For two hundred years the American Dream has served as the bedrock foundation of the American way of life. The dream, reduced to its essence, is that in America, every person has the right and opportunity to pursue his or her own individual material self interest in the marketplace, and make something of their life, or at least sacrifice so the next generation might enjoy a better life. The role of the government, in turn, is to guarantee individual freedom, assure the proper functioning of the market, protect property rights, and look out for national security. In all other matters, the government is expected to step aside so that a nation of free men and woman can pursue their individual ambitions.

Although American history is peppered with lamentations about the souring of the dream, the criticism never extends to the assumptions that underlie the dream, but only to political, economic and social forces that thwart its realization. To suggest that the dream itself is misguided, outdated, and even damaging to the American psyche, would be considered almost treasonous. Yet, I would like to suggest just that.

The American Dream was spawned in the afterglow of the Enlightenment more than two centuries ago, at the dawn of the modern market economy and nation-state era. Enlightenment philosophers painted a new picture of human nature more in line with the new market forces that were promising a qualitative uplift in the standard of living of human beings.

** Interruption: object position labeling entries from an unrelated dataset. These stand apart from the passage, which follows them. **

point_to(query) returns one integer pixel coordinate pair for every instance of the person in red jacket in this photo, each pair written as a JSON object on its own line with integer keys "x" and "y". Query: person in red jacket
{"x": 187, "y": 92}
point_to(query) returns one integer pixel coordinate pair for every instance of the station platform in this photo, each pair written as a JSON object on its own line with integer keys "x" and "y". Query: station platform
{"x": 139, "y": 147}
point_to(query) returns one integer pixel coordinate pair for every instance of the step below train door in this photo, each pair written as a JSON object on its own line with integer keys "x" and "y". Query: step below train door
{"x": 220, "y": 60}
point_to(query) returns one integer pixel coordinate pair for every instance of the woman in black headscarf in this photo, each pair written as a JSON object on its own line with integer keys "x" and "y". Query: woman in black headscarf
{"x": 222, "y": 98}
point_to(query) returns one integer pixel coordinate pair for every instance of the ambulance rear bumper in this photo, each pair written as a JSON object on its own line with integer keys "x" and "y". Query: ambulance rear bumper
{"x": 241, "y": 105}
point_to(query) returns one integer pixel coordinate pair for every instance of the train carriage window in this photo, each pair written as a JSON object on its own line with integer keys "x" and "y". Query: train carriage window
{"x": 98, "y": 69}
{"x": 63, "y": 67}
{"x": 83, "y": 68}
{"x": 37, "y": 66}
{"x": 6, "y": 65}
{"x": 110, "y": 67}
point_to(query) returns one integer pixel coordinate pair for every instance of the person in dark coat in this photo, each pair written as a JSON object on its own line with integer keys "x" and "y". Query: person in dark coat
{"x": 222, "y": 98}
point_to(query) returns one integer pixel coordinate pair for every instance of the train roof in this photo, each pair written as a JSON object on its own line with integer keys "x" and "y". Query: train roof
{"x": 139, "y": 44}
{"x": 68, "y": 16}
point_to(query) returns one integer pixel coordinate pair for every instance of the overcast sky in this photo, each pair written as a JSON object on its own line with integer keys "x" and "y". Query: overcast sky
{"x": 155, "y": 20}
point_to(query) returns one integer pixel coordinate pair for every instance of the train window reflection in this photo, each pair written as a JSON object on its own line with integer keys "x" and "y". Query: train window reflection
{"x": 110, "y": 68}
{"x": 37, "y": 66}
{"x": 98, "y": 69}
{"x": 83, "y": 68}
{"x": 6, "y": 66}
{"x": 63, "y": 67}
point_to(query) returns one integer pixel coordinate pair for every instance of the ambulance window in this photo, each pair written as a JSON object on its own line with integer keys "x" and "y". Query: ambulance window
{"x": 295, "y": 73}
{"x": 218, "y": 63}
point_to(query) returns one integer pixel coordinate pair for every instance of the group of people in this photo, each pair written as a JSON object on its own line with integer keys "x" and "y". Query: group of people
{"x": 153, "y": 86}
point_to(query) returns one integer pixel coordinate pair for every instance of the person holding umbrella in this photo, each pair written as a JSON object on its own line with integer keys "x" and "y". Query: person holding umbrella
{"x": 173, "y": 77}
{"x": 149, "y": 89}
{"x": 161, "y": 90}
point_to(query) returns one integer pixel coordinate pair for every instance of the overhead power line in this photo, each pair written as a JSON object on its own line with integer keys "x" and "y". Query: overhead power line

For 1500 years, during the feudal and medieval periods, the Church's dark view of human nature prevailed. Christian theologians exclaimed that babies are born depraved and in sin, and that personal salvation must await them in the next world with Christ. The Enlightenment philosophers views were a breath of fresh air, promising that market forces, if left unhindered by government, would guarantee every person the opportunity to improve his or her station in life. John Locke, Adam Smith, René Descartes, Marquis de Condorcet and other Enlightenment sages were of the belief that human beings were, by nature, materialistic, self-interested, and driven by the biological urge to be propertied, autonomous, independent and self-sufficient, and sovereign over their own domain.

Today, that dream is still fiercely championed by libertarian ideologues and tea party populists. Their increasingly shrill defense of the American Dream, however, seems almost panic stricken in tone, suggesting a desperate effort to hold on to a belief that may, in fact, be passing away.

How else do we account for the fact that the public discourse is becoming so ugly of late? The populist backlash against big government represents more than just a clash over legislative priorities. The opposition to a government stimulus to jumpstart an ailing economy, the reluctance to adopt universal health care, and the growing denial of human induced climate change speak to a deeper sense of apprehension and foreboding. Granted, there are legitimate concerns one might raise to each of these public policy issues. My sense however, is that there is something more profound taking place under the surface, a feeling, particularly among an older generation of Americans, that the American Dream is in jeopardy and, with it, our way of life.